All Dates/Times are Australian Eastern Standard Time (AEST)

Technical Program

Paper Detail

Paper IDD5-S6-T4.1
Paper Title Information-theoretic Key Encapsulation and its Application to Secure Communication
Authors Setareh Sharifian, Reihaneh Safavi-Naini, University of Calgary, Canada
Session D5-S6-T4: Post Quantum Cryptography
Chaired Session: Friday, 16 July, 23:40 - 00:00
Engagement Session: Saturday, 17 July, 00:00 - 00:20
Abstract A hybrid encryption scheme consists of a public-key part called the key encapsulation mechanism (KEM), that is used to generate and establish a shared secret key between two parties, and a (symmetric) secret-key part called the data encapsulation mechanism (DEM) that encrypts the data using the shared key. Hybrid encryption schemes are widely used for securing Internet communication. In this paper, we initiate the study of hybrid encryption in preprocessing model which assumes access to initial correlated variables by all parties (including the eavesdropper), and define information-theoretic KEM (iKEM) that together with a (computationally) secure DEM, results in a hybrid encryption scheme in preprocessing model.
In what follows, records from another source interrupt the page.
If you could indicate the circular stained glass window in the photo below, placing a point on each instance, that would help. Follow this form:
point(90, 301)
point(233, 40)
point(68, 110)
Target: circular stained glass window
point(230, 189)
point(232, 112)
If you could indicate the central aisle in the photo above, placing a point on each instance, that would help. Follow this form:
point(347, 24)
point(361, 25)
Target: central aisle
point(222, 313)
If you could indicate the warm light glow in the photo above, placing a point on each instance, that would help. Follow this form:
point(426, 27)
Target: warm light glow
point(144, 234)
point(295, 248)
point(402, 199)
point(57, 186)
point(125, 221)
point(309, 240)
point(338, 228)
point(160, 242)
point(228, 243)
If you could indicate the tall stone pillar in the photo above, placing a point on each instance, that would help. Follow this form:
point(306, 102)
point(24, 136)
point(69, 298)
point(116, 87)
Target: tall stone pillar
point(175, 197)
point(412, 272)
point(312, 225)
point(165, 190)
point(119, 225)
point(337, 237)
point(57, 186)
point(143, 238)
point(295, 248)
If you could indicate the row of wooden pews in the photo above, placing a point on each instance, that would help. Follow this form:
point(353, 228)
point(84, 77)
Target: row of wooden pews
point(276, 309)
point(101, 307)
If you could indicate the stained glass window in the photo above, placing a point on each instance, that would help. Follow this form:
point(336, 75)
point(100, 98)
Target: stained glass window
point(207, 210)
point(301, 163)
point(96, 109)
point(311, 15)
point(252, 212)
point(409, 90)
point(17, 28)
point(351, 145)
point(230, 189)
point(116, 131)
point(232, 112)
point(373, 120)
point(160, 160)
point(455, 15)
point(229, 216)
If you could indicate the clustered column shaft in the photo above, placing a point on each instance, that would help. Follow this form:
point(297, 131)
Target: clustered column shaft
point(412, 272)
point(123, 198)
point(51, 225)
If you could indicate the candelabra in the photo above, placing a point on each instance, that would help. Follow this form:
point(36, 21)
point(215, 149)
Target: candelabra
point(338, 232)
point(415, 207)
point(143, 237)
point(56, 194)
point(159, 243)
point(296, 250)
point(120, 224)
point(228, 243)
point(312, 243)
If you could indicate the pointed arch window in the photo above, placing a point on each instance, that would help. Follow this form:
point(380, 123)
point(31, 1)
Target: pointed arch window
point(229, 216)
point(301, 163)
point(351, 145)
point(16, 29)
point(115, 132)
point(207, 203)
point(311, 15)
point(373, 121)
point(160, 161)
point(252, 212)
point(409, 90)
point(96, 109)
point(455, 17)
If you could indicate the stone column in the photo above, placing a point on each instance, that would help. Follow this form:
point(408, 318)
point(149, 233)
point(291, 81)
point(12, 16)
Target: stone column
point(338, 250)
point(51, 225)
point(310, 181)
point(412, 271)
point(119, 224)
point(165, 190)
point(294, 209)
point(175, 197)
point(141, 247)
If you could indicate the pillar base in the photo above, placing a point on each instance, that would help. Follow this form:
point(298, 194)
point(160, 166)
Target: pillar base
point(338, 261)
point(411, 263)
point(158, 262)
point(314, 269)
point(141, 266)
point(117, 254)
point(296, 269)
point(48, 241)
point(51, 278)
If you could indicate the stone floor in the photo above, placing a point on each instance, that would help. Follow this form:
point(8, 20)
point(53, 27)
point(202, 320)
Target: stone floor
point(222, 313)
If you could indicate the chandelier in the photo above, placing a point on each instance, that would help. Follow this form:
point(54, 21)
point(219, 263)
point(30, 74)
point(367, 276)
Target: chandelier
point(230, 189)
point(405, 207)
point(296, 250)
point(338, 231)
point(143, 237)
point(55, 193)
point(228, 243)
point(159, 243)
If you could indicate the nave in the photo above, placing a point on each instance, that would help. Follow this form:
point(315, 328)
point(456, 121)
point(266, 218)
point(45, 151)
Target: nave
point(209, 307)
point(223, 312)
We define security of each building block, and prove a composition theorem that guarantees (computational) q-chosen-plaintext attack (CPA) security of the hybrid encryption system if the iKEM and the DEM satisfy q-chosen-encapsulation attack security and one-time security, respectively. We show that an iKEM can be realized by an information-theoretic one-way secret key agreement (OW-SKA) protocol where a single message is transmitted from Alice to Bob, with a new security definition that allows q queries to Alice. Using a OW-SKA that satisfies this new definition of security, effectively allows the established secret key to be used with a one-time symmetric key encryption system that can be implemented, for example, by XORing the output of a (computationally) secure pseudorandom generator with the message, to provide secure encryption of q arbitrary messages (polynomially bounded length). We discuss our results and directions for future work.